Here’s a recap of how easy it was:

Purchase this pre-seasoned lamb leg at Costco while they last:

Re-vacuum seal in your own bag and without the absorbent paper:

Plop in your SousVide Supreme set at 130 F for 24 hours:

Remove the cooked meat from SousVide Supreme and plunge in an ice water bath for 1 hour and store in fridge or freezer until needed.  If reheating from fridge, set SousVide Supreme to 130F and drop in packet for 30 minutes. 

Then, remove the packet from the bath and pat dry with paper towels.

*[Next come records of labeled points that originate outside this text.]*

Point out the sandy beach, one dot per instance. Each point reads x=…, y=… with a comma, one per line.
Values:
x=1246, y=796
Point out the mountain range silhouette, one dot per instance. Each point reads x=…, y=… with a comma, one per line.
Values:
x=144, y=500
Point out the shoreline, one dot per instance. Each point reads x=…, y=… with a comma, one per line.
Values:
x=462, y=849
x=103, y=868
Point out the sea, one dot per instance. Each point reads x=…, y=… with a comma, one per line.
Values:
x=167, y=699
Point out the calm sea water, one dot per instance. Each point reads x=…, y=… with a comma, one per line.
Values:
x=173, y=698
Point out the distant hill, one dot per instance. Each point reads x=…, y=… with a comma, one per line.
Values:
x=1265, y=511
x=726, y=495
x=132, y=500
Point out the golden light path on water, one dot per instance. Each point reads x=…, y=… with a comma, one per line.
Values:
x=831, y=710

Heat up 2 tablespoon of lard in a cast iron skillet on high.  Sear the leg, fat side down when fat is smoking.  Leave undisturbed for 2 minutes.  Flip over and sear on the other side for 2 minutes.

Slice up and dig in!

Really delicious!  In the past, when I’ve roasted boneless leg of lamb the conventional way, parts of it would be too rare and other parts would be too well-done. This piece of meat was pink throughout and really tender and juicy.  Plus, it was seasoned really well.  I’d definitely plunk down $20 plus change for this pre-seasoned, ready-to-cook piece of lamb.  There’s definitely enough meat for 6 hearty eaters.  Next to pork chops, this was the best thing I’ve made in my SousVide Supreme thus far. 

I served the sliced lamb leg with garlic cauliflower mashed “potatoes”, and sautéed spinach. Nom. nom. nom.